Procedural Content Generation for a Star Trek MMORPG

What if a lot of the content -- planets, asteroids, etc. -- of Star Trek Online were procedurally generated on demand, rather than all of it having to be hand-created by artists and programmers?

In other words, information about assets is stored as a short series of values, which are then used as inputs to code (the "procedure") that generates the final version of the assets at run time when (and only when) a player needs them. The appearance and behavior of assets is dynamically generated by the code, rather than being stored in some bulky and near-final (but quick to display) form as data.

This was a technique popular when storage space and bandwidth were both very limited. As processor speed over time became the more significant bottleneck, programmers switched to pre-generating assets because it's faster to push those to the user. (But I understand that procedural generation has remained popular with demo programmers in Europe -- I think it's where Will Wright got the idea for how to create sharable creatures in Spore.)

Both Spore (for creatures) and Infinity (for planets) are using this method for defining content. Because the number of values used to produce the output is relatively small, Spore benefits from this method because it minimizes bandwidth in sharing procedurally-generated creatures over the Internet with other players. And Infinity benefits because the small storage footprint of each world allows for billions of unique worlds (and their rapid generation) on a game server.

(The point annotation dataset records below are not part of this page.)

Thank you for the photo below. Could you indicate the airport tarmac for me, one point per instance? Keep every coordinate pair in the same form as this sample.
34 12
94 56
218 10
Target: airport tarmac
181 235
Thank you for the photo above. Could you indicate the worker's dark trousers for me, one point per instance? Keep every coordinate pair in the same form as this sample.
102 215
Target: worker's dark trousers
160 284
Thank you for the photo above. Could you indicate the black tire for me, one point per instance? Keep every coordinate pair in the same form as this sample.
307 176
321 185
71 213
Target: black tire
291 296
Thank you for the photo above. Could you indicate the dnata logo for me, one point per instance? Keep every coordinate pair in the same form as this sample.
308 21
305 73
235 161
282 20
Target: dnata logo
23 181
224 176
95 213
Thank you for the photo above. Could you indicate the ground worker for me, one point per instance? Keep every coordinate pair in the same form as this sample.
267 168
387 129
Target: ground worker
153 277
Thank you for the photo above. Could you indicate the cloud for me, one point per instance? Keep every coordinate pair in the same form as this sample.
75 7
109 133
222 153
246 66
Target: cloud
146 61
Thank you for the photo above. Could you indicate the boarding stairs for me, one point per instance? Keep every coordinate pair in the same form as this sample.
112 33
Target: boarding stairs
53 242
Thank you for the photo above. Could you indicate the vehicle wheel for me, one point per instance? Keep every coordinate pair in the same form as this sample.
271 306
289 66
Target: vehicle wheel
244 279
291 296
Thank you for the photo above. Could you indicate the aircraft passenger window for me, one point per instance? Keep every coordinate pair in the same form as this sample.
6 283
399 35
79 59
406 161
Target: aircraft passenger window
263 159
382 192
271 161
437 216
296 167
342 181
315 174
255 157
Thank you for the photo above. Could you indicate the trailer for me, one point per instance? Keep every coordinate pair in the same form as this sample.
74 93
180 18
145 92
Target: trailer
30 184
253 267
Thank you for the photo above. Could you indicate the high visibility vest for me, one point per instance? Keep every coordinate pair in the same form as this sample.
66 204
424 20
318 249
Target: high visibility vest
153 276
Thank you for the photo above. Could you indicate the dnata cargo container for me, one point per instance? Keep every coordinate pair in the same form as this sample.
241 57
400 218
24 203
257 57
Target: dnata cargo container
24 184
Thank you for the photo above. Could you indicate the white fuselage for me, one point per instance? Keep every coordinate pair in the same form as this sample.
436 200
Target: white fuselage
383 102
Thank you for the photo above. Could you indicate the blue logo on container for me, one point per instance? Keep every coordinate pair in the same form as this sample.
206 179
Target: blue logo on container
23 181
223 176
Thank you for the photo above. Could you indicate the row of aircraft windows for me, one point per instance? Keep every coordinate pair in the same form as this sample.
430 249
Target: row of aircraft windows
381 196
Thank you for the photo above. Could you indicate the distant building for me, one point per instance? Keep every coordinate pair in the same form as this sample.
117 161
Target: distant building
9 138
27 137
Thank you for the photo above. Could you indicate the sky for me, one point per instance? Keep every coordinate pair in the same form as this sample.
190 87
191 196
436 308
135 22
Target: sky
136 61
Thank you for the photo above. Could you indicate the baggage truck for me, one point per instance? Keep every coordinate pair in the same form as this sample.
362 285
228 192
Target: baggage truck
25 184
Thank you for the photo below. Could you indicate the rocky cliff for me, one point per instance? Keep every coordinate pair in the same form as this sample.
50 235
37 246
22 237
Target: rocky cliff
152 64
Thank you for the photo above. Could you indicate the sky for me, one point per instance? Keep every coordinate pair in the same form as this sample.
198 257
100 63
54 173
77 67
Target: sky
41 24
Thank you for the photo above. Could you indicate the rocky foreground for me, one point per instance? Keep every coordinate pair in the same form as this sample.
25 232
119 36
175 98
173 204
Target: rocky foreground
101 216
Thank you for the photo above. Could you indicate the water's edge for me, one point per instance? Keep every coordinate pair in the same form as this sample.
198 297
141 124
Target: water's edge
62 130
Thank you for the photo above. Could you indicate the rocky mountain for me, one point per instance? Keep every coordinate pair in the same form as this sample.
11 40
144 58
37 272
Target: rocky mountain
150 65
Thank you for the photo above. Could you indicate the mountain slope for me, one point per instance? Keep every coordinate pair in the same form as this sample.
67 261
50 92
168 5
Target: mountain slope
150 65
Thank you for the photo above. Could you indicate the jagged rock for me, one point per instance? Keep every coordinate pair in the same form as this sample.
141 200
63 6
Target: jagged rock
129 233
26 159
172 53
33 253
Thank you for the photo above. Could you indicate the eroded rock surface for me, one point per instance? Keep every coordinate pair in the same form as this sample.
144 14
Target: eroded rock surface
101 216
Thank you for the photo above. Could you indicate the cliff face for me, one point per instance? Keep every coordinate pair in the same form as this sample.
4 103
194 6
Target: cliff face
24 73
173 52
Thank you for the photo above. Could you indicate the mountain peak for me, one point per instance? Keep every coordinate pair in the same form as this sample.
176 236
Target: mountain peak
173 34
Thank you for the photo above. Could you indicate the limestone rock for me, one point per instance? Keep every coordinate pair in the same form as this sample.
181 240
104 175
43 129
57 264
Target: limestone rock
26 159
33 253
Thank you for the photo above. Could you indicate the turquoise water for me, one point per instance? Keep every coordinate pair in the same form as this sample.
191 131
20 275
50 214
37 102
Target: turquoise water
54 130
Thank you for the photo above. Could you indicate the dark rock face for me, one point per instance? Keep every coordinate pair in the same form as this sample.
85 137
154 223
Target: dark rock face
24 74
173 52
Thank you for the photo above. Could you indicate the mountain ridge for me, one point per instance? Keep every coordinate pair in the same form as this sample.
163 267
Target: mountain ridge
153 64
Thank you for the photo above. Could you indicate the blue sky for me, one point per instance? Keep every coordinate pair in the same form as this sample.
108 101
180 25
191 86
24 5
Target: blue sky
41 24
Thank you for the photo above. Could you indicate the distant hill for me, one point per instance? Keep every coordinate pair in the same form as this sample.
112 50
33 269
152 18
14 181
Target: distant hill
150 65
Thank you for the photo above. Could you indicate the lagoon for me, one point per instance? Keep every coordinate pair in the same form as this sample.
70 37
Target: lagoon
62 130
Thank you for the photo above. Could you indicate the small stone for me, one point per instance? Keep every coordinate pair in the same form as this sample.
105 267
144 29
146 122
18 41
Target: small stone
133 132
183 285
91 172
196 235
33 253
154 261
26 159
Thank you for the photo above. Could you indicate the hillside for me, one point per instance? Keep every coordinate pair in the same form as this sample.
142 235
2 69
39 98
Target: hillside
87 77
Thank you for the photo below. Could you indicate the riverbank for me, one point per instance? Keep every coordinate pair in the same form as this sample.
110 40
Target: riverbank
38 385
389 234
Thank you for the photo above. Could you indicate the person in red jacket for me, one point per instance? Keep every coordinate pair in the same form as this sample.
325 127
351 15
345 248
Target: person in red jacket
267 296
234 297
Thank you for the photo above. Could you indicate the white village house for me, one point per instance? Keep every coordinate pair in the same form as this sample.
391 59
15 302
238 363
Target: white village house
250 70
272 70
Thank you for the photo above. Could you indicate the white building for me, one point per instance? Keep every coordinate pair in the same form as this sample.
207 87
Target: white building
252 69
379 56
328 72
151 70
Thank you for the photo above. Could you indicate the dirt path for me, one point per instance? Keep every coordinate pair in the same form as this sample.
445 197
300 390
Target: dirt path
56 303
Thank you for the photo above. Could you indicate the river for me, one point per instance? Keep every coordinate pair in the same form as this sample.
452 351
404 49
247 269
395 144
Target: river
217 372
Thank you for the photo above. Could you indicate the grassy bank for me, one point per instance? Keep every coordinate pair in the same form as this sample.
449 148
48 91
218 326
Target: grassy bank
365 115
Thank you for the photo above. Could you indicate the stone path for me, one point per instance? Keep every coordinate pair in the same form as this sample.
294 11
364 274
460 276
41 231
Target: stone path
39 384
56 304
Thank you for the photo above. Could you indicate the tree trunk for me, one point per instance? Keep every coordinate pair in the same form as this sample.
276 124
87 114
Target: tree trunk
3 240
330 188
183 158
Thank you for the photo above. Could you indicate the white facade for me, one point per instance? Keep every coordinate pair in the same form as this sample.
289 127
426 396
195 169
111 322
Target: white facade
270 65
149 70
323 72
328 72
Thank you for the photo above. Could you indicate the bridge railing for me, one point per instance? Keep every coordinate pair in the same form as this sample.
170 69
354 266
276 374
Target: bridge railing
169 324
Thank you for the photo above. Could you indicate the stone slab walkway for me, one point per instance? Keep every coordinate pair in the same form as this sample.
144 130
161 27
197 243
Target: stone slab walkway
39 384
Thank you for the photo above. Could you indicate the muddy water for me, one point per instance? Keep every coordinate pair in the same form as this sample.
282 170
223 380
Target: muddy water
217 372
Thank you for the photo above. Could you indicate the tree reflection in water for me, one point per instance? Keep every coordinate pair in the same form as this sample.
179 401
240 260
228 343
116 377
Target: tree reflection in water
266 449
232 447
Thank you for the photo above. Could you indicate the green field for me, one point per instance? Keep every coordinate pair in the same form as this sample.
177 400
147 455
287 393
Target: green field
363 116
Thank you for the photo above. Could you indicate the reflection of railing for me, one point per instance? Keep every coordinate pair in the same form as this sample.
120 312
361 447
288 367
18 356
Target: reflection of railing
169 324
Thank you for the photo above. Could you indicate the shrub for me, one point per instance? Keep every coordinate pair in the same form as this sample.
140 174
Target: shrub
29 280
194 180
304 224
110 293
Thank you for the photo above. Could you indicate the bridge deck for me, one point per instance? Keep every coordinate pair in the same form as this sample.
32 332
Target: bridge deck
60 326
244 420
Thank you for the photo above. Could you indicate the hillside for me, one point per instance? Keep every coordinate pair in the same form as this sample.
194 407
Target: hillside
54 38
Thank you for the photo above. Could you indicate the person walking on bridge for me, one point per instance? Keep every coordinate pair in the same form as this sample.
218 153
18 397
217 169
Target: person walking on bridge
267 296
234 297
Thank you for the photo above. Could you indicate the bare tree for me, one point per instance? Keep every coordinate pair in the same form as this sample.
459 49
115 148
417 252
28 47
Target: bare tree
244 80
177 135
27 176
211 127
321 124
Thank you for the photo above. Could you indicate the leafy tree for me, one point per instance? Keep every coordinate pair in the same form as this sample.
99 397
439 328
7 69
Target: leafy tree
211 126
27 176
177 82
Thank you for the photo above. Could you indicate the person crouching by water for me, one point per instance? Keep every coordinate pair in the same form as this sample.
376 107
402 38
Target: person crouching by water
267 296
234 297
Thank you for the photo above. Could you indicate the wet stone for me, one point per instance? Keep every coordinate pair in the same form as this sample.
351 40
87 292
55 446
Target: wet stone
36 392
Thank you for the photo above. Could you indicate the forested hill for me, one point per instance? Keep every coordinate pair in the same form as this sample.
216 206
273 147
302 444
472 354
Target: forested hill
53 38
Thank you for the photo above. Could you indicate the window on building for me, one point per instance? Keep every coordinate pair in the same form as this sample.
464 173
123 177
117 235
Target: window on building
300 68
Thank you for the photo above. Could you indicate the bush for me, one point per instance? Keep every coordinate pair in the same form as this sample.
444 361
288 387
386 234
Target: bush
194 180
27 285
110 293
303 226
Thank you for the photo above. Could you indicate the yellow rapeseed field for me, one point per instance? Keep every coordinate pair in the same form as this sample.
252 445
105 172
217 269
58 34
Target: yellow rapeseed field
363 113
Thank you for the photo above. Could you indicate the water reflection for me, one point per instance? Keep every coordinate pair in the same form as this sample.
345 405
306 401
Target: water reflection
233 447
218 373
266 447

So, going by that definition, I don't think we've seen anything yet from Perpetual that suggests that there'll be "run-time procedural generation" of content, which I agree would be tremendously exciting. Although Perpetual may be doing some random generation of planet features, it appears that planets are being pre-generated and hand-tweaked.

When presentation speed is an issue, that's not necessarily a bad choice.

But man, wouldn't it be beyond cool if Star Trek Online procedurally generated millions of planets in the Star Trek galaxy to explore?